Practical Comparison

Learning curve: Terraform is simpler to start but hits complexity walls with advanced patterns (dynamic blocks, complex conditionals). Pulumi is familiar to developers but requires understanding resource lifecycle and state management.

State management: Both use state files. Terraform has terraform cloud, S3 backends, etc. Pulumi has Pulumi Cloud (SaaS) or self-managed backends (S3, Azure Blob).

Drift detection: Terraform has terraform plan and terraform refresh. Pulumi has pulumi preview and pulumi refresh. Both are equivalent.

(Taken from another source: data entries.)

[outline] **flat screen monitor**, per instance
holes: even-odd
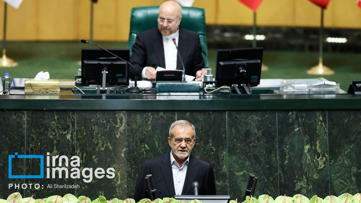
[[[174,195],[174,199],[186,202],[193,199],[198,199],[202,203],[227,203],[229,200],[229,195]]]
[[[260,84],[263,48],[246,48],[217,51],[216,80],[217,86],[249,86]]]
[[[129,61],[129,49],[107,50]],[[104,70],[108,72],[106,86],[129,85],[129,68],[127,63],[101,49],[82,49],[82,85],[101,86]]]

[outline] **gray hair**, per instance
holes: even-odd
[[[184,120],[177,121],[170,125],[170,128],[169,128],[169,137],[171,138],[173,137],[173,135],[172,134],[172,132],[173,132],[173,129],[176,126],[178,125],[179,125],[180,128],[183,130],[185,130],[189,127],[192,128],[192,129],[193,130],[193,138],[196,138],[196,130],[194,129],[194,126],[191,122]]]
[[[160,5],[159,6],[159,9],[158,10],[160,9],[161,7],[164,6],[164,5],[166,5],[167,6],[173,6],[177,8],[177,18],[179,18],[179,17],[182,16],[182,7],[179,4],[179,3],[177,2],[174,0],[170,0],[169,1],[166,1],[163,3],[162,4]]]

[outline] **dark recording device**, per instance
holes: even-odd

Cost: Terraform is open-source (BSL license since 2023). OpenTofu is the fully open-source fork. Pulumi is open-source with a paid SaaS management layer.

CI/CD integration: Both integrate with GitHub Actions, GitLab CI, Jenkins, etc. Terraform has slightly better ecosystem support due to market share.

Our Recommendation

For most teams, Terraform is the pragmatic choice. The ecosystem is larger, the talent pool is deeper, and the declarative model handles 90% of infrastructure needs without complexity.

Choose Pulumi when you have a developer-heavy team, need complex dynamic infrastructure, or are building a platform that programmatically provisions resources.

Do not choose based on which demo looks cooler. Choose based on who will maintain this code in 2 years and what skills they will have.

Conclusion

Both tools are production-grade and well-supported. The "wrong" choice is not using either one — it is managing infrastructure manually through cloud consoles. Pick the tool that matches your team's skills, commit to it, and invest in learning it deeply. Switching costs are real, so make a deliberate choice and stick with it.